Decile one, not ticker by ticker.
The most common quant question is the same shape every time. "Which names are in the top decile of [some metric] today?"
The honest answer for most APIs is also the same. "Loop over the universe, pull the metric per ticker, sort client-side, take the top 10%."
That answer scales like the universe. Three thousand names, one HTTP call each. Ten metrics, three windows, three cohorts — and you're paying for ninety thousand calls to ask one cross-sectional question.
There is a better question shape, and an API surface that matches it.
One call, one cross-section
POST /api/rankings/screen takes a metric, cohort, window triple and a filter (percentile, decile, or sector), and returns up to 500 rows from the universe — already ranked, already filtered, ready to act on.
POST /api/rankings/screen
{
"metric": "subsector_residual",
"cohort": "subsector",
"window": "21d",
"decile": 1,
"limit": 50
}
That's the entire request. The response is a sorted list of the top-decile 21-day subsector residual names — what stat-arb desks call "the long book before the carry filter." Same call shape works for market-cap leadership inside a sector, for short-window outperformers, for any of the seven indexed metrics across any of the three cohorts and four windows.

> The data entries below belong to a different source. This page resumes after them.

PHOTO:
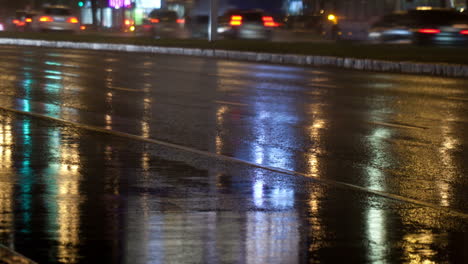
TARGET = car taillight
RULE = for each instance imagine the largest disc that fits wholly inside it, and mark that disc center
(429, 31)
(46, 19)
(73, 20)
(269, 22)
(128, 22)
(236, 21)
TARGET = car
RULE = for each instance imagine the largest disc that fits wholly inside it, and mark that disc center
(163, 24)
(423, 25)
(248, 24)
(198, 26)
(21, 21)
(56, 18)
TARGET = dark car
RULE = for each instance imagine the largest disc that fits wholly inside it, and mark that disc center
(163, 23)
(246, 25)
(422, 26)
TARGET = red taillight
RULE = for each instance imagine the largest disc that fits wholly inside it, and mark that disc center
(429, 31)
(46, 19)
(236, 21)
(73, 20)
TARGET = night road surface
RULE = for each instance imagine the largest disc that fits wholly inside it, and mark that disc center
(132, 158)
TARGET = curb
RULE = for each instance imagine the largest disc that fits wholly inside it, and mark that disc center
(436, 69)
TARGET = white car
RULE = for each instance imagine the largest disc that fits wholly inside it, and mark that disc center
(56, 18)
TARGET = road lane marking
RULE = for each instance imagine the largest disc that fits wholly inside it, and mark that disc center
(396, 125)
(125, 89)
(338, 184)
(457, 98)
(323, 85)
(230, 103)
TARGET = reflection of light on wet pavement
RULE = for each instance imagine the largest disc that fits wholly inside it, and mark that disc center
(220, 115)
(68, 202)
(6, 181)
(417, 247)
(376, 219)
(377, 234)
(314, 132)
(272, 237)
(449, 144)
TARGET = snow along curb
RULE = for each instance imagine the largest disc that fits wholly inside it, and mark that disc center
(438, 69)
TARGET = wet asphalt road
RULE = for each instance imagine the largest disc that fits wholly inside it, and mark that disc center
(269, 164)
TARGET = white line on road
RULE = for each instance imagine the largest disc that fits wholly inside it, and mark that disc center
(230, 103)
(125, 89)
(339, 184)
(395, 125)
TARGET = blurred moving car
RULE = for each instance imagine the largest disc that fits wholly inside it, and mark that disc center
(422, 26)
(198, 26)
(21, 21)
(163, 23)
(320, 24)
(253, 24)
(56, 18)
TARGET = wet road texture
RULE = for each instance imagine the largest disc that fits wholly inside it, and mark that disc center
(112, 157)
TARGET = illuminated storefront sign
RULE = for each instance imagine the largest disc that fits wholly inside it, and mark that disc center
(119, 3)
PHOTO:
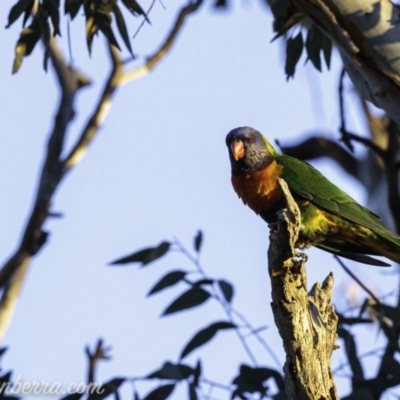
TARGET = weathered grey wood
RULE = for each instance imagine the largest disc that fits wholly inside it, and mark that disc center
(307, 322)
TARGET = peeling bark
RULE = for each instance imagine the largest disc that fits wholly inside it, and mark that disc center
(307, 322)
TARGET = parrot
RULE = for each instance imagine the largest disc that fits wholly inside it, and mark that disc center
(331, 220)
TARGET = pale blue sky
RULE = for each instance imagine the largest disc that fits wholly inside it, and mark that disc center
(159, 169)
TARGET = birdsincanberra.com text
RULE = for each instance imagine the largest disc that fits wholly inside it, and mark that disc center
(48, 388)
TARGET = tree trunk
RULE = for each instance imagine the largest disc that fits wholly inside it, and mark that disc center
(307, 322)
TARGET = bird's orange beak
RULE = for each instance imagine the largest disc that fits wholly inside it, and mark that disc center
(237, 149)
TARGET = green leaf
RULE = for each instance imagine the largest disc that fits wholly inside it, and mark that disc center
(72, 7)
(161, 393)
(25, 44)
(91, 29)
(198, 241)
(17, 9)
(204, 336)
(189, 299)
(168, 280)
(294, 48)
(122, 27)
(280, 8)
(145, 256)
(281, 27)
(176, 372)
(226, 289)
(351, 352)
(52, 7)
(134, 7)
(197, 374)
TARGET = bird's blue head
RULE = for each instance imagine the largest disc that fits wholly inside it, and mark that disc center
(248, 150)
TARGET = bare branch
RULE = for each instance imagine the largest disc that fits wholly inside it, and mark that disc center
(13, 272)
(100, 113)
(369, 54)
(153, 60)
(307, 323)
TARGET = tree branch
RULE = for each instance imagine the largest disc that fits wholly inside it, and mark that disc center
(13, 272)
(153, 60)
(366, 34)
(307, 323)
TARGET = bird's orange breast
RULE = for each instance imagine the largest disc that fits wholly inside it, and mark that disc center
(260, 190)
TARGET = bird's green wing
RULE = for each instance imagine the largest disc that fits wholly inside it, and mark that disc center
(307, 182)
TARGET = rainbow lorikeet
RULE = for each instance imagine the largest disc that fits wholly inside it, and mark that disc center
(331, 219)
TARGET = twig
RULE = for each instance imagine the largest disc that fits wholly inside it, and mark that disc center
(100, 353)
(100, 113)
(13, 272)
(54, 169)
(144, 19)
(392, 172)
(153, 60)
(320, 146)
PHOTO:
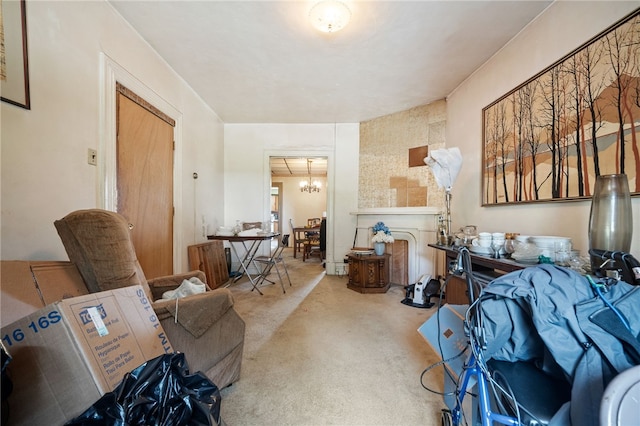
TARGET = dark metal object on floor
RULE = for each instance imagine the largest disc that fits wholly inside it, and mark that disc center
(419, 295)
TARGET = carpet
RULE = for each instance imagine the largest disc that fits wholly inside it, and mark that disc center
(322, 354)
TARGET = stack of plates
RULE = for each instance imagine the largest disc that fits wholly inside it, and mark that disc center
(362, 251)
(524, 258)
(546, 244)
(484, 250)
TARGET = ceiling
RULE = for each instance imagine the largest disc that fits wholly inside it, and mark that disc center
(262, 61)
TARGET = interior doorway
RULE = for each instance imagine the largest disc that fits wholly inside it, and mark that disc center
(276, 202)
(304, 189)
(145, 179)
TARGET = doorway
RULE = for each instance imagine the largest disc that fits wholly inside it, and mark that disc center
(113, 74)
(276, 201)
(145, 179)
(305, 187)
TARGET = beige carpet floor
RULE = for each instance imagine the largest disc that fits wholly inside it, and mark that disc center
(322, 354)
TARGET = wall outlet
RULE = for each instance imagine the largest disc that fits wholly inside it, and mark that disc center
(92, 157)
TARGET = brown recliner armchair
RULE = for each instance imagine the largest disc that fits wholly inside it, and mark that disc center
(207, 330)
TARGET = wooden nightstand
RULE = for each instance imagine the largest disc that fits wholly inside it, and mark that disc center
(369, 273)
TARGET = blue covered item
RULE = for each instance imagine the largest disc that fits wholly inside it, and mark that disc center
(551, 315)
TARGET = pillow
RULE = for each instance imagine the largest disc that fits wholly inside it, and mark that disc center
(187, 288)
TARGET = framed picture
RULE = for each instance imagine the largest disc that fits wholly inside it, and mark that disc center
(14, 68)
(549, 138)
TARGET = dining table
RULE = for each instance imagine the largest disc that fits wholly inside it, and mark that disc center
(245, 248)
(299, 237)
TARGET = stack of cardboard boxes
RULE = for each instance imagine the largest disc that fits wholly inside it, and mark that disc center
(67, 352)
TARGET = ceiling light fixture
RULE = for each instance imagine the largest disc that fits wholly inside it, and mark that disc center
(308, 186)
(329, 16)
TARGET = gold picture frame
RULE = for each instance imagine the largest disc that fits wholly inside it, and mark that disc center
(550, 137)
(14, 64)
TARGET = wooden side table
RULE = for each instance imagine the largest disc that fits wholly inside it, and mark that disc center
(369, 273)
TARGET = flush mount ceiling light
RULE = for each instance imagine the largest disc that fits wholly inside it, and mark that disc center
(329, 16)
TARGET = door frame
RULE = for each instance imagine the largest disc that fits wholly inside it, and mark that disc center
(106, 191)
(330, 155)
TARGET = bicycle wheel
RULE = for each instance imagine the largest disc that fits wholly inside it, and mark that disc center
(446, 419)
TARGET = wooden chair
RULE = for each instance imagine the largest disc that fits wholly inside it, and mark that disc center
(311, 248)
(273, 259)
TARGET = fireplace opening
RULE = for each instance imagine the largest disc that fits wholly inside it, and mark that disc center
(399, 251)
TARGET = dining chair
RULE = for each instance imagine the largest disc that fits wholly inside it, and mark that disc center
(273, 259)
(252, 225)
(297, 243)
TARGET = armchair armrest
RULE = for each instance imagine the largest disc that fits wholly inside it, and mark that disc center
(196, 313)
(170, 282)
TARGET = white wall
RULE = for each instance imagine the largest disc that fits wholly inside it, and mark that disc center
(45, 174)
(565, 26)
(247, 179)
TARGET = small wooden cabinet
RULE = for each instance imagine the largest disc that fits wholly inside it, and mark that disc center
(369, 273)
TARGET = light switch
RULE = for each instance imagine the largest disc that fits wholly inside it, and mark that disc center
(92, 157)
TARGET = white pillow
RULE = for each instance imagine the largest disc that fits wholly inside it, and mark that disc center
(188, 287)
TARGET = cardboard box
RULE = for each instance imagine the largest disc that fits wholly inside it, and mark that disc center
(68, 354)
(31, 285)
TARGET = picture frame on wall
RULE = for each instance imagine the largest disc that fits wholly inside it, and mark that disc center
(14, 64)
(549, 138)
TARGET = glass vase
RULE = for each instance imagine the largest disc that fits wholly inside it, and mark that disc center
(610, 219)
(379, 248)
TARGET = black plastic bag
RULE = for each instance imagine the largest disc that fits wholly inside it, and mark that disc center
(160, 392)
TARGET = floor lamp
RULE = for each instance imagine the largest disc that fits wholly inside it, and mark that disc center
(445, 165)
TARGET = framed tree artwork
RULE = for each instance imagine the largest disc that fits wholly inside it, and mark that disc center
(549, 138)
(14, 68)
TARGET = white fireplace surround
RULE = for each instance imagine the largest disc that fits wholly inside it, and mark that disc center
(417, 225)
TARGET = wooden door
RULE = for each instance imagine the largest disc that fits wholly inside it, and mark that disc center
(145, 180)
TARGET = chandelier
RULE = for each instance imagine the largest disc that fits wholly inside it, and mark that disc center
(329, 16)
(308, 186)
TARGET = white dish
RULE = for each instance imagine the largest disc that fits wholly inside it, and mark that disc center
(527, 260)
(547, 241)
(362, 251)
(483, 250)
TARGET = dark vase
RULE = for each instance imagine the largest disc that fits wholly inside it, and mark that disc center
(610, 220)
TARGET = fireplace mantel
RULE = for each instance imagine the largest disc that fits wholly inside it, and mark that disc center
(416, 225)
(397, 211)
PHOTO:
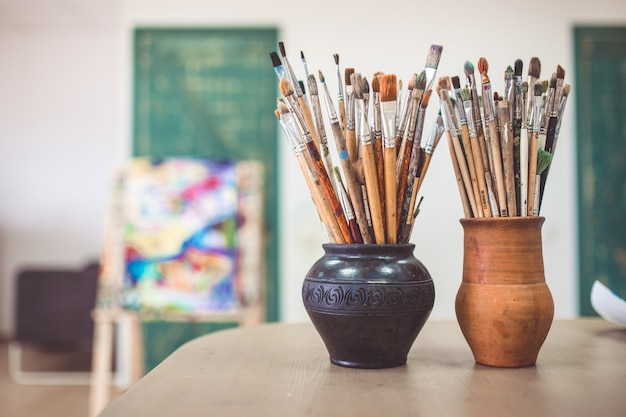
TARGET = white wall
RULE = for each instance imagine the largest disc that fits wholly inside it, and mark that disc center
(65, 110)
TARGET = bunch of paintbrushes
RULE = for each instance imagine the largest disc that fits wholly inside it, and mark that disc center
(501, 146)
(371, 196)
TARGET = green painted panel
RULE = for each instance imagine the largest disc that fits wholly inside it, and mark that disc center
(211, 92)
(600, 88)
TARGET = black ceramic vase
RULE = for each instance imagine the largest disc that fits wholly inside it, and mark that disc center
(368, 302)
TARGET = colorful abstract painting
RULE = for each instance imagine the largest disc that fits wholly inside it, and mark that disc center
(179, 235)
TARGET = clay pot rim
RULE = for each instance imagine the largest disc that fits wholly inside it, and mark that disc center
(514, 219)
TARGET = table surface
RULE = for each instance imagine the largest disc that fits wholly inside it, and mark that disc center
(284, 370)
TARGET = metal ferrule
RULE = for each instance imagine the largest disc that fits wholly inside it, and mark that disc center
(433, 138)
(378, 134)
(467, 108)
(332, 114)
(488, 105)
(349, 108)
(388, 124)
(363, 129)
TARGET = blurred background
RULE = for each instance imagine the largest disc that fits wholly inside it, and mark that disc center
(71, 114)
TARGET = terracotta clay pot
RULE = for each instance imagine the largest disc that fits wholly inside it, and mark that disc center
(368, 302)
(504, 306)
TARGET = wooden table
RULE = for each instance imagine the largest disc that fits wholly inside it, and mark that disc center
(284, 370)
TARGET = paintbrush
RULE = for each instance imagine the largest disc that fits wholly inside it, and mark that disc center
(402, 113)
(467, 147)
(366, 95)
(319, 122)
(304, 65)
(547, 103)
(369, 162)
(494, 141)
(329, 223)
(429, 148)
(516, 126)
(352, 183)
(299, 94)
(506, 145)
(347, 208)
(534, 71)
(414, 174)
(404, 156)
(316, 160)
(478, 123)
(461, 172)
(340, 98)
(350, 131)
(523, 152)
(388, 99)
(552, 122)
(378, 142)
(405, 176)
(466, 96)
(432, 63)
(533, 147)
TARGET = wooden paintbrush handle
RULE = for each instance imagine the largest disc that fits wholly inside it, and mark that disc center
(373, 195)
(391, 227)
(329, 191)
(469, 157)
(467, 210)
(480, 176)
(467, 180)
(532, 172)
(354, 188)
(331, 228)
(497, 163)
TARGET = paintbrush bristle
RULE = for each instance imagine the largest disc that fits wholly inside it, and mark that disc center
(282, 106)
(566, 90)
(388, 89)
(553, 80)
(376, 85)
(411, 83)
(534, 68)
(433, 57)
(312, 85)
(456, 82)
(420, 81)
(275, 59)
(518, 67)
(285, 87)
(347, 75)
(425, 99)
(543, 160)
(508, 73)
(466, 94)
(356, 81)
(483, 65)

$0.02 per call. One round-trip.
Why this shape exists
The ranking is precomputed. ds_rankings_{etf}_{universe}.zarr holds 96 ranking variables per (teo, symbol) — every metric × cohort × window combination already sorted and percentile-tagged by the ERM3 pipeline at 1d cadence. The screen endpoint isn't doing the math; it's doing server-side selection on a panel that's already ranked.
The alternative — pulling each ticker's row and ranking client-side — recomputes what the pipeline already computed, costs N times more, and asks for N times more network round-trips. The screen endpoint replaces N with 1.
What it changes
| Before | After |
|---|---|
Loop 3,000 tickers through /rankings to find decile 1 | One call returning the 300 names in decile 1 |
| Fetch metric column, sort in pandas, take top 5% | min_percentile: 95, limit: 150 server-side |
| Subset by sector after the fact | sector_filter: "XLK" in the request body |
| Pay per-ticker for a question that's cross-sectional | Pay per screen |
The mechanic isn't surprising once you've seen it. The product change is that the screening is a first-class request shape on the API, not a workflow you have to assemble.
Use cases
Stat-arb residual screen
The classic. Subsector residual return, top decile, 21-day window. Stat-arb long book candidates.
from riskmodels import RiskModelsClient
client = RiskModelsClient.from_env()
longs = client.screen_rankings(
metric="subsector_residual",
cohort="subsector",
window="21d",
decile=1, # 1 = best
limit=100,
as_dataframe=True,
)
Cap-rank leadership inside a sector
Which financials are the biggest by market cap today, ranked within their sector cohort.
top_xlf = client.screen_rankings(
metric="mkt_cap",
cohort="sector",
window="1d",
sector_filter="XLF",
limit=20,
)
Cross-windows momentum check
Same metric, two windows, one decile. Names in top decile of 252d AND top decile of 21d are the persistent winners.
persistent = (
client.screen_rankings(metric="gross_return", cohort="universe", window="21d", decile=1, limit=300)
.merge(
client.screen_rankings(metric="gross_return", cohort="universe", window="252d", decile=1, limit=300),
on="ticker",
suffixes=("_21d", "_252d"),
)
)
Where it sits next to the rest of the stack
The rank screen is the cross-sectional gateway. Pair it with:
POST /api/batch/lstar— feed the screen's ticker list into a batch Lstar history pull for the names that passed. The combination is "what's the residual-clean Lstar history for today's top-decile screen?" — two HTTP calls instead of N + N.GET /api/industry-panel— the macro view (industries × β) sitting alongside the micro view (tickers × rank). Cross-reference: high within-industrybeta_variance× top-decile residual screen = "industries where stock-picking is paying off and the picks are running."POST /decompose— for each name that passes the screen, the four-bet hedge map is one more call away.
The principle
Don't loop a cross-sectional question. Ask it cross-sectionally.
The ERM3 pipeline already ranks the universe daily. The screen endpoint just lets you query that rank like a database — one filter, one response, one bill.